How much is data worth? Until recently, this is a question that’s rarely been asked by consumers. For so long as handing over personal information has resulted in better service, most customers have seemed content to trust businesses.
Without suggesting this situation is about to change overnight, it is nevertheless worth conducting a thought experiment: what would happen if this were no longer the case?
We ask this question because there is increasing disquiet over the way tech companies have handled data, whether that be because of bank data breaches, targeted political messaging or, as recently in the UK, vulnerable teenagers accessing self-harm imagery via social media.

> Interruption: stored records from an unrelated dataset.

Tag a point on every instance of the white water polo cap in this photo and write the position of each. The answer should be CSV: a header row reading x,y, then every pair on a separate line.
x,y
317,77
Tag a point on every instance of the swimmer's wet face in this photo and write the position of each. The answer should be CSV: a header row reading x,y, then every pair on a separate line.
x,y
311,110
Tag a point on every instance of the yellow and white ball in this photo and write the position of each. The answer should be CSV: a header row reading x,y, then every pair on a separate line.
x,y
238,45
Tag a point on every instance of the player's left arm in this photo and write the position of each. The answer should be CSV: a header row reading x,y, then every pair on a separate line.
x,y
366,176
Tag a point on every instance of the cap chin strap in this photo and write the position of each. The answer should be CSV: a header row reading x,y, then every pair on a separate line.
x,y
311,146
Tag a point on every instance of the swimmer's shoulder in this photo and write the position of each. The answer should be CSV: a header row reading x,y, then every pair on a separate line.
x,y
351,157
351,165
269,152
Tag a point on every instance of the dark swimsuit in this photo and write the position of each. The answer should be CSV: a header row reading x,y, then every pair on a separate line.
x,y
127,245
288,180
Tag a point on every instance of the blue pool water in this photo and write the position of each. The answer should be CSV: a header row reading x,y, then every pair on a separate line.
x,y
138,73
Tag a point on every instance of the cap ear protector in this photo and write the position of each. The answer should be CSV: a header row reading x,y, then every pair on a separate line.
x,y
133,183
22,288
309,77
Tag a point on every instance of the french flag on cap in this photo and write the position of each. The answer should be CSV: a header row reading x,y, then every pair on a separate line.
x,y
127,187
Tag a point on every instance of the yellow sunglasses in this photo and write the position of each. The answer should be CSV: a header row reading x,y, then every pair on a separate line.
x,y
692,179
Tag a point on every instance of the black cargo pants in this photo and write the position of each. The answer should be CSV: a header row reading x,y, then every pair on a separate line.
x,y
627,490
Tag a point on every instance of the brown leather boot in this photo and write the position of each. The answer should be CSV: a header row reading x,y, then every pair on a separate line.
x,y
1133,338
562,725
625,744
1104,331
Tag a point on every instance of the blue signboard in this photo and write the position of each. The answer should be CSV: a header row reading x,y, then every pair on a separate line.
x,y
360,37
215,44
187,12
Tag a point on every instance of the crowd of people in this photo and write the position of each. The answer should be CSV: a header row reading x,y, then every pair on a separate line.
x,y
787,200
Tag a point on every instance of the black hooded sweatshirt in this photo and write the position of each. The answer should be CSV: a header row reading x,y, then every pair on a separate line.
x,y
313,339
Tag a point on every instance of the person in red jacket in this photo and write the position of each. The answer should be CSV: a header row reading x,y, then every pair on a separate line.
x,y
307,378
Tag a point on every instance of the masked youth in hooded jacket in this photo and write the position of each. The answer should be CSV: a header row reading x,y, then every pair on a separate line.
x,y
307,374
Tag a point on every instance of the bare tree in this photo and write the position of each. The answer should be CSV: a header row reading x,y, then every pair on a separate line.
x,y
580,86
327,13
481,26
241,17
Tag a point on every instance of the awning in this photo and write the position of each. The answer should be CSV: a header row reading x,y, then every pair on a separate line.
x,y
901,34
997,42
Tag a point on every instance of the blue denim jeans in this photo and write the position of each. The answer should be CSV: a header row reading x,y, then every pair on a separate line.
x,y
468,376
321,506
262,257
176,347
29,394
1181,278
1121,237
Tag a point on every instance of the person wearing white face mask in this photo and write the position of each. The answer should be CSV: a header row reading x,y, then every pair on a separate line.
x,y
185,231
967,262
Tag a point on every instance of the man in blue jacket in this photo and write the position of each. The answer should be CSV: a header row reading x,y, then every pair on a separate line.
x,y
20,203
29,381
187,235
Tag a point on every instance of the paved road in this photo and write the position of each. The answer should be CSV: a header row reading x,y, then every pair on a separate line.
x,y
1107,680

A pattern is discernible and it would be a brave retailer indeed that claimed it could never become involved in such controversies, especially in a world where digital technologies are increasingly becoming integral to all kinds of devices we use on a day-to-day basis.
More generally, as the rise of web 3.0, the semantic web, whatever you want to call it, continues, there has rightly been a revisiting of what we might call the data settlement – and especially the idea that companies own their customers’ data. Sir Tim Berners-Lee’s Solid project, for instance, is based on the idea that users should control their data rather than businesses.

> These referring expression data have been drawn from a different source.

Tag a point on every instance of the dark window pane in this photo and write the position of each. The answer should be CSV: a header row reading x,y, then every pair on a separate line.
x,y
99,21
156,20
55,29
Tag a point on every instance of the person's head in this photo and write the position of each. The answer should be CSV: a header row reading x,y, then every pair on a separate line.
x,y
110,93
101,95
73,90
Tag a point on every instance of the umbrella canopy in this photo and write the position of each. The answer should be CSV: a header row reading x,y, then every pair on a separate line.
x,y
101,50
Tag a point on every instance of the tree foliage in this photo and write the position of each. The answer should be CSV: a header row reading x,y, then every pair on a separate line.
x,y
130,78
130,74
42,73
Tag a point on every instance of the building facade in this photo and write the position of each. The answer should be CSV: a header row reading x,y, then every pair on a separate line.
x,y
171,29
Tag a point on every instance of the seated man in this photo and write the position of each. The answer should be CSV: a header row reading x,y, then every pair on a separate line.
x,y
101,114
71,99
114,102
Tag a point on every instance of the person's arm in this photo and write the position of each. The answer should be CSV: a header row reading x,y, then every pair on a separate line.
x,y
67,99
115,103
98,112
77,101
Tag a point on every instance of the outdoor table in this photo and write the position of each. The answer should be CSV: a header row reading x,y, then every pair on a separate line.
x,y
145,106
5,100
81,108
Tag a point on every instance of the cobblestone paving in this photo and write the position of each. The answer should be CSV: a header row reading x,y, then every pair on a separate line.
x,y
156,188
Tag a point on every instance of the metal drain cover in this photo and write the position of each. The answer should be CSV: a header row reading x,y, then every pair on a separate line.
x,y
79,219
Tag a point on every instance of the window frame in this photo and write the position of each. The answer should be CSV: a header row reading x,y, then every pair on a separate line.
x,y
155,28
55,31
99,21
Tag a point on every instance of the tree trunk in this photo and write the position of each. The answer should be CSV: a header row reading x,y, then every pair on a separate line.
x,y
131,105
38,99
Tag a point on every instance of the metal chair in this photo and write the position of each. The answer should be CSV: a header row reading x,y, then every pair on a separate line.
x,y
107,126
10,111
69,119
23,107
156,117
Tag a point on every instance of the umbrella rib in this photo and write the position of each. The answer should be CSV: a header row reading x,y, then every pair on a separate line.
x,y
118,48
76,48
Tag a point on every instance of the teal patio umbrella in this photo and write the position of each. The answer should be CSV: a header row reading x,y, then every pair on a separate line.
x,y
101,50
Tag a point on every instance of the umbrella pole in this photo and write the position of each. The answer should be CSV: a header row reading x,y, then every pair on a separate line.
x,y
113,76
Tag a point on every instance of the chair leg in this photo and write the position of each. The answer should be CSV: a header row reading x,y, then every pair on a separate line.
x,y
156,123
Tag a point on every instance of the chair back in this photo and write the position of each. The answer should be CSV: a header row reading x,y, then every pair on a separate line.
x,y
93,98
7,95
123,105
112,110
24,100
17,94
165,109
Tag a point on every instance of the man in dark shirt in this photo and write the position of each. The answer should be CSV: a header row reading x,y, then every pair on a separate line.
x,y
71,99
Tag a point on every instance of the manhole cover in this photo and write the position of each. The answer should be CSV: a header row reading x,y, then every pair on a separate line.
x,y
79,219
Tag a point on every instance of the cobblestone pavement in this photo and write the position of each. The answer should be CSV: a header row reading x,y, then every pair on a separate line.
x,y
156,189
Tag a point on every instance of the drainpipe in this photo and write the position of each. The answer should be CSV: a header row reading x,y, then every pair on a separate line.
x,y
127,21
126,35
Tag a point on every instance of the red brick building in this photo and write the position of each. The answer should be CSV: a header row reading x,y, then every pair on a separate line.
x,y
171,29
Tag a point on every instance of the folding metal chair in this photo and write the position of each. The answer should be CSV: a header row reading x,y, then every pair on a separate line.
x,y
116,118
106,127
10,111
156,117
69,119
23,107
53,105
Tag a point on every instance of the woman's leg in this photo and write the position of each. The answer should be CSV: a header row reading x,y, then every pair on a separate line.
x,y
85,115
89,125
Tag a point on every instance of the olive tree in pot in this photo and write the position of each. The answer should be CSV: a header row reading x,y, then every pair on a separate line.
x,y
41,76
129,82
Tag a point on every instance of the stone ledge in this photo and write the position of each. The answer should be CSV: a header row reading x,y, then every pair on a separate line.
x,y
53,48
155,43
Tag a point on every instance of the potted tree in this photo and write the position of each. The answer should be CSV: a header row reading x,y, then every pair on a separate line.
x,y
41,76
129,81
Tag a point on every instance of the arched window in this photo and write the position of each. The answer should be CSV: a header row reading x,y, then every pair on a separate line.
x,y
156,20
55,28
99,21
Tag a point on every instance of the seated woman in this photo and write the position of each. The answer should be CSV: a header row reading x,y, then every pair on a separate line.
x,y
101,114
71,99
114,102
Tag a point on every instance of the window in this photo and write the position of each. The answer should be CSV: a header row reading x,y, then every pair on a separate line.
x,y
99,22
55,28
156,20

To return from such grand thoughts to Merchandising, customers who grow more used to controlling their own data on a day-to-day basis may come to question techniques that rely too heavily on retailers using this data.
While the market will not change overnight, we would suggest that consumers will become more careful of their data in the years ahead. Retailers need to be aware of the challenge this shift will pose to current ways of doing business – and perhaps remember that nimbleness and an ability to adapt quickly are just as important as the capacity to crunch the numbers and create clever Merchandising algorithims.